Tranquillo o quasi da questo punto di vista, Renzi gioca l’altra atout di cui dispone per convincere gli italiani a salvarlo approvando la sua riforma: quella apocalittica. «Se vince il No i cambiamenti saranno bloccati per trent’anni», assicura. Non uno di meno, magari qualcosina in più. Se invece vincessero i sì, allora la riforma, dei cui limiti evidentemente si rende conto da solo, potrebbe essere poi riformata, con «miglioramenti e interventi in altre questioni».

Il premier è ormai impegnato in una campagna elettorale martellante. Lo stesso dicasi per quasi tutti i leader del No. Grillo e l’M5S e Sinistra italiana sono presenti su tutti i fronti. D’Alema dall’interno del Pd sta evidentemente giocando la partita della sua vita. Tra lui e il vertice dem ormai è guerra aperta. Lo scambio di battute di ieri è stato spietato. L’ex leader ha bollato la riforma come «ispirata da J.P. Morgan». L’attuale segretario del Pd ha replicato accusando il rottamato di aver «combattuto Prodi e Veltroni più di Berlusconi. Ma non lascio a lui e agli altri la possibilità di bloccarci il futuro». Ventiquattr’ore prima era stato Luca Lotti a scagliarsi contro D’Alema «accecato dall’odio per una poltroncina mancata», alludendo alla carica di Alto rappresentante Ue per la politica estera.

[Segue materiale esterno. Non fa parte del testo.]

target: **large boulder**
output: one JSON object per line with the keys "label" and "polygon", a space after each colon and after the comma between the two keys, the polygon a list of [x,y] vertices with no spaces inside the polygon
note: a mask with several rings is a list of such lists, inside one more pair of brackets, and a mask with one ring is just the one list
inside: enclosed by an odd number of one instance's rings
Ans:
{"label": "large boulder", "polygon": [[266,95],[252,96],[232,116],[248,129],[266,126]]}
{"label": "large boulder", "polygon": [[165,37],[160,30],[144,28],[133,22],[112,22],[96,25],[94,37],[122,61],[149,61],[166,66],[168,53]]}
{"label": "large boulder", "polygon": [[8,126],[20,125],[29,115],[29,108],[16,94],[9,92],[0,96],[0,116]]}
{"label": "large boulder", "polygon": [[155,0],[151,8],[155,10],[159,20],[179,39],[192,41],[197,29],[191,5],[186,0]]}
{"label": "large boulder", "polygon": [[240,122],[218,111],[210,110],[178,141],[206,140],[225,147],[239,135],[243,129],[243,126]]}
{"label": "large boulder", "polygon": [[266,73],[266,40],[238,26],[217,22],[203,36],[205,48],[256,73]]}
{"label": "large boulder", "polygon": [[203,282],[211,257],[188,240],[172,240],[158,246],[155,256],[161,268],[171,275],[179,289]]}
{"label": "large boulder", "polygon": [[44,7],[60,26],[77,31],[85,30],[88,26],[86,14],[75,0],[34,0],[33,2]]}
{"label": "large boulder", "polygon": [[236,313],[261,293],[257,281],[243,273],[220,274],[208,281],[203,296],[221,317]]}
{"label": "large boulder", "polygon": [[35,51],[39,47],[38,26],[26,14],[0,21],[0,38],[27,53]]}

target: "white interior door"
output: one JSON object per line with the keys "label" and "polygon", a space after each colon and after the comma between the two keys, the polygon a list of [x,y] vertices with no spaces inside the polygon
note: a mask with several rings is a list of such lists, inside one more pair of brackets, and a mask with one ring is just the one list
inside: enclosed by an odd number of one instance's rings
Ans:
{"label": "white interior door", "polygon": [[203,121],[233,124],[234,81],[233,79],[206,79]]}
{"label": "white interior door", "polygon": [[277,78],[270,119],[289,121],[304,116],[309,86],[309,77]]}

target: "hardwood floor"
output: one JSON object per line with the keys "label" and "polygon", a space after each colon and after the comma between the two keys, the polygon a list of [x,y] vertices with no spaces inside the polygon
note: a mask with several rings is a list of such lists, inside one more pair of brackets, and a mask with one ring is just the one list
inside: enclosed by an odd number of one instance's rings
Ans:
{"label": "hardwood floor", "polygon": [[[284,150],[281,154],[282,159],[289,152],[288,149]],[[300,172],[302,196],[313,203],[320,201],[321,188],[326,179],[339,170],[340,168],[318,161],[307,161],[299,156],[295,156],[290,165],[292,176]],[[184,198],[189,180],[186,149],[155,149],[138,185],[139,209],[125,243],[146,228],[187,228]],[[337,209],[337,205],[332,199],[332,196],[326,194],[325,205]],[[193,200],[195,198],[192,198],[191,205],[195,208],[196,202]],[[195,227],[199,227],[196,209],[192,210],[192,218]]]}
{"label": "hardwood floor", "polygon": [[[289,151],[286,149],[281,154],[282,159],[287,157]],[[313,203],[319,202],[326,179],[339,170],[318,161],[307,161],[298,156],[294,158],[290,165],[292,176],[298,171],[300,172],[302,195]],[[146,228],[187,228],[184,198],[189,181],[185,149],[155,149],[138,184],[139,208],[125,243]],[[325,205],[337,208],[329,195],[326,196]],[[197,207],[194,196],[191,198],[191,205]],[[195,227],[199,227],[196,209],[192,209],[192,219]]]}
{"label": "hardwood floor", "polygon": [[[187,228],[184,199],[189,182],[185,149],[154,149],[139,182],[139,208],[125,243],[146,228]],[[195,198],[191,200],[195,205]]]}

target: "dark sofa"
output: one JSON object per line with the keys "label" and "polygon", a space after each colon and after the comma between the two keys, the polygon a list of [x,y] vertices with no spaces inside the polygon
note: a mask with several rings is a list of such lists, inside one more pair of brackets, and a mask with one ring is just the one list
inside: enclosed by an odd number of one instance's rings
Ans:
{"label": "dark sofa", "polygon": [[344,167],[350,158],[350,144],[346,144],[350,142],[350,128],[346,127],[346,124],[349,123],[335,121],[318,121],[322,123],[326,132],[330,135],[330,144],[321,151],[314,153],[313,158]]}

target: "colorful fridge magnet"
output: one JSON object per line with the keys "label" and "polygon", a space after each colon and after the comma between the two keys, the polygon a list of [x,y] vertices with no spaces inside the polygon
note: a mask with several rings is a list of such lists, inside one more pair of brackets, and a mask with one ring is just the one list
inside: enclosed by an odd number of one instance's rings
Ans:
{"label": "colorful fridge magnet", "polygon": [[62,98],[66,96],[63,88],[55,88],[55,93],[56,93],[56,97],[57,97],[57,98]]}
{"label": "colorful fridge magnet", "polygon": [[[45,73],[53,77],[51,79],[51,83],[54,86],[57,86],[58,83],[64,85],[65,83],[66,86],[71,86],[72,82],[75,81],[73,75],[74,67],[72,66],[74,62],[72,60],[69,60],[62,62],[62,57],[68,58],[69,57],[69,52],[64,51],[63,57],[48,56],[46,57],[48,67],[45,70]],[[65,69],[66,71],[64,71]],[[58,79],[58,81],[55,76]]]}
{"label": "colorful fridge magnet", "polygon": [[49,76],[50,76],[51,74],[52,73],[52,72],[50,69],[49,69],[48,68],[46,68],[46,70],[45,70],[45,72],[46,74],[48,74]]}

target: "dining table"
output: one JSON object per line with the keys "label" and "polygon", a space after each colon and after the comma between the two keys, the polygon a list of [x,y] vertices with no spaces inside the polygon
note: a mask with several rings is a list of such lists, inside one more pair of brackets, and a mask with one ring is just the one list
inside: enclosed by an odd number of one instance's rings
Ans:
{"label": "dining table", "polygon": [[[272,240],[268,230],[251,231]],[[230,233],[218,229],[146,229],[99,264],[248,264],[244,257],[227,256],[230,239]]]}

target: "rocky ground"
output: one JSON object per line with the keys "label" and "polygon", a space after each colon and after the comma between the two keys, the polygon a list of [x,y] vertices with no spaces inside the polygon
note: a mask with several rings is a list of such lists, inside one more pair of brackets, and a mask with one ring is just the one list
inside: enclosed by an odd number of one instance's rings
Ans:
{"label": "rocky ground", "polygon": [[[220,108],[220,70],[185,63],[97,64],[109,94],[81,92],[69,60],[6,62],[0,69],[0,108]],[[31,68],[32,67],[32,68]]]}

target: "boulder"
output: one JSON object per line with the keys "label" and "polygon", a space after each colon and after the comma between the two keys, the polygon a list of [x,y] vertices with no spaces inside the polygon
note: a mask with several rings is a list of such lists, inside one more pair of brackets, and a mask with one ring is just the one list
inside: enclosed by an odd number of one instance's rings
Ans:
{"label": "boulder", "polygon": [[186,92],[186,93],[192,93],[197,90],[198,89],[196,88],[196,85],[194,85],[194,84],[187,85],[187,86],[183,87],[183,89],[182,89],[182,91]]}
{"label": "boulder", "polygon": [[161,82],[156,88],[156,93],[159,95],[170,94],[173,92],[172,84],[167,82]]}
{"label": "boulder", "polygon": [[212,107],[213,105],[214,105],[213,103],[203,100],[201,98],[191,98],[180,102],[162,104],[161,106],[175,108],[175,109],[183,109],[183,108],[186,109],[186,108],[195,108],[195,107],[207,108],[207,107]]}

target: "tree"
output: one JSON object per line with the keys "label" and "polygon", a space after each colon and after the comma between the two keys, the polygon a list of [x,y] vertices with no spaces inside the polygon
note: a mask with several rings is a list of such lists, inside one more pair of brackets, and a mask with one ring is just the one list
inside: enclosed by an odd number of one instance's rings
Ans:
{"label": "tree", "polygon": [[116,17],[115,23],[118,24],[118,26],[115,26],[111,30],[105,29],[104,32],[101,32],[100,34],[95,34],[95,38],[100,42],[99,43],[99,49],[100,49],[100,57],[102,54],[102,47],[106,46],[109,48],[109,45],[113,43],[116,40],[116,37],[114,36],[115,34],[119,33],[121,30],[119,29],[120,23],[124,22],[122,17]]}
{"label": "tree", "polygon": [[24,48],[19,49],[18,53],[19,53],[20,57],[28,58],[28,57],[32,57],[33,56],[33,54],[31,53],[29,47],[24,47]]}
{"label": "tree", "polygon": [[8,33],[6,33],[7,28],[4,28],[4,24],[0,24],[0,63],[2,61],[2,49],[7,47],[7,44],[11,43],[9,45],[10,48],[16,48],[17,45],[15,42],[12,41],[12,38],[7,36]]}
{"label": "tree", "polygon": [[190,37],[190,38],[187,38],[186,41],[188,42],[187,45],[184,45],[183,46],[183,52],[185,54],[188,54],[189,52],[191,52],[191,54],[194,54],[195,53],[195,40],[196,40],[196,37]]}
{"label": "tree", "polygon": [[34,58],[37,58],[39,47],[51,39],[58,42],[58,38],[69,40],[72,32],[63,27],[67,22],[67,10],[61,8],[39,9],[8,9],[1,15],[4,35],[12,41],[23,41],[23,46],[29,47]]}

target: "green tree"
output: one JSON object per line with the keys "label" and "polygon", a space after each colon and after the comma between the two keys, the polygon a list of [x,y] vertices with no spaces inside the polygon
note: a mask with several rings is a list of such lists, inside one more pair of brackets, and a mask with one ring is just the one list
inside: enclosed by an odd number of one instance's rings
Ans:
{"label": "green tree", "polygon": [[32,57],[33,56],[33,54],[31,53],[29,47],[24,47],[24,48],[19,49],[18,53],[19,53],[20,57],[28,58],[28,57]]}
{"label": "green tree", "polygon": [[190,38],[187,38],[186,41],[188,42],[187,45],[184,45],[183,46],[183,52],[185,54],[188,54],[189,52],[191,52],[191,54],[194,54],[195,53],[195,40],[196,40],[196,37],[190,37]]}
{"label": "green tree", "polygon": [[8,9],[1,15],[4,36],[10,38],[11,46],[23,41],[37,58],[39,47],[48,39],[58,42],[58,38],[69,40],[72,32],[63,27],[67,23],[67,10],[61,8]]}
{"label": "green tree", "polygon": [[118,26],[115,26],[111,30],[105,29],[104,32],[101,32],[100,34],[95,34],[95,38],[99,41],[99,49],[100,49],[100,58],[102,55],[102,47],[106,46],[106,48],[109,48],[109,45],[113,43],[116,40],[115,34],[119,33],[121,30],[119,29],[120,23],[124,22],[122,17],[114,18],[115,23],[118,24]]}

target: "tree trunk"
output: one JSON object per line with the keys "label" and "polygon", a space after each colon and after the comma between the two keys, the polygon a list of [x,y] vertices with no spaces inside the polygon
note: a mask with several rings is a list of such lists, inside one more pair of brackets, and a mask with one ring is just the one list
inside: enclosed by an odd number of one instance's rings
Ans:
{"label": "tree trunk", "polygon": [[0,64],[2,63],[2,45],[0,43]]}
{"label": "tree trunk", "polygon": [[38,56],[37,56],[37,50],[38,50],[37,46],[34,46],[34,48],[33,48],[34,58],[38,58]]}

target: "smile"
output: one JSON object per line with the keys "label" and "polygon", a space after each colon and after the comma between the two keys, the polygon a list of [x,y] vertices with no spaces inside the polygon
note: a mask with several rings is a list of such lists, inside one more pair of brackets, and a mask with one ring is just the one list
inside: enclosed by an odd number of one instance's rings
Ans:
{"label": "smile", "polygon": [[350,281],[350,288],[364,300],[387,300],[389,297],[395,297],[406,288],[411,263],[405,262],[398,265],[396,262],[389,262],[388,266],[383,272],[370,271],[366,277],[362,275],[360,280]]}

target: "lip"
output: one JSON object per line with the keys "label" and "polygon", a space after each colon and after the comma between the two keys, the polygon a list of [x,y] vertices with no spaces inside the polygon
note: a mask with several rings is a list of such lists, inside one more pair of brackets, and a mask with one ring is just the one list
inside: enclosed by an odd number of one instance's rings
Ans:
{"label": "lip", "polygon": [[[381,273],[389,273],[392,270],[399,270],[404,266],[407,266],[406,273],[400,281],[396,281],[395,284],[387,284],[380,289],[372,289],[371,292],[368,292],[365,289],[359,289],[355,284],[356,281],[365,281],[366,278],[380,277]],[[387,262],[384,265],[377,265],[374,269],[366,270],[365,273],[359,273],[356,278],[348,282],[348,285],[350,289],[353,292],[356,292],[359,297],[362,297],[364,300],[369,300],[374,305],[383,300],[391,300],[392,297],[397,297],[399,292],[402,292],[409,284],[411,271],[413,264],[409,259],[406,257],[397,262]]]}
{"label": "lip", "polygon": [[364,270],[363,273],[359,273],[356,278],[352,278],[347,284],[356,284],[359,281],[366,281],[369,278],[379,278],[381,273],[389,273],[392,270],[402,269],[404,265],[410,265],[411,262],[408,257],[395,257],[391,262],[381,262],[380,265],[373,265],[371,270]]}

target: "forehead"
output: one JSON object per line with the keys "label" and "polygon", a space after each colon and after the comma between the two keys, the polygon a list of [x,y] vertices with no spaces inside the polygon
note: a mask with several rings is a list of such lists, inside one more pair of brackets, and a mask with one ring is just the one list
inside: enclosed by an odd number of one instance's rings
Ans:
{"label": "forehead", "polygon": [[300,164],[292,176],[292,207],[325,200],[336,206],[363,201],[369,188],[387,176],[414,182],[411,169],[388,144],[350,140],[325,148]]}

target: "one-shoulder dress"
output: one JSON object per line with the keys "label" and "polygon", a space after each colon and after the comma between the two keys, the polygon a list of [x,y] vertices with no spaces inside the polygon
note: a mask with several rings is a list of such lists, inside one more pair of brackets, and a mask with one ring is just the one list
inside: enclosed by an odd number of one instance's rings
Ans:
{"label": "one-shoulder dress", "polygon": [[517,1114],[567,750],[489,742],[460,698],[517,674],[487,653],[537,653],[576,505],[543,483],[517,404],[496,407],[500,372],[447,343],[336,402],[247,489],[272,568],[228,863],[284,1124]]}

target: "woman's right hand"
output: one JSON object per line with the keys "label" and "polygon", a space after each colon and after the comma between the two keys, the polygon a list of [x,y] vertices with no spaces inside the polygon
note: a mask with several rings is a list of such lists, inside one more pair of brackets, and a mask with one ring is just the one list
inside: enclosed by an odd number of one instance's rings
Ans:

All’appello dei leader del no manca Silvio Berlusconi, in cura oltre oceano. In questi giorni hanno avuto ampia circolazione voci più o meno fantastiche su una precisa strategia, con l’obiettivo di tirarsi fuori dalla battaglia referendaria per dare di nascosto una mano all’ex socio del Nazareno. Tanto che dagli spalti azzurri si sentono in dovere di precisare. Lo fa il deputato azzurro Giacomoni, fresco di colloquio telefonico col Silvio americano: «Spera di tornare in Italia la settimana prossima e intende impegnarsi per il No».

In realtà l’ex Cavaliere aveva già da un po’ annunciato ai suoi l’intenzione di fare la sua parte nella campagna elettorale, nonostante la ferma opposizione della figlia Marina che teme per la sua salute, adoperando lo strumento che sa usare meglio di chiunque altro: la televisione. Non subito però ma a novembre. La decisione di intervenire solo nell’ultima fase della battaglia si spiega facilmente. Berlusconi non ha alcuna intenzione di lasciare ai “competitor” tutto il merito della vittoria. Però non intende neppure legare la propria immagine a una sconfitta. Se a novembre, con le urne ormai vicine, vedrà l’affermazione dei No a portata di mano, si farà sentire. Altrimenti preferirà soprassedere. In ogni caso, affila le armi in vista della trattativa con Renzi che, comunque finisca il referendum, dovrà comunque aprirsi dubito dopo.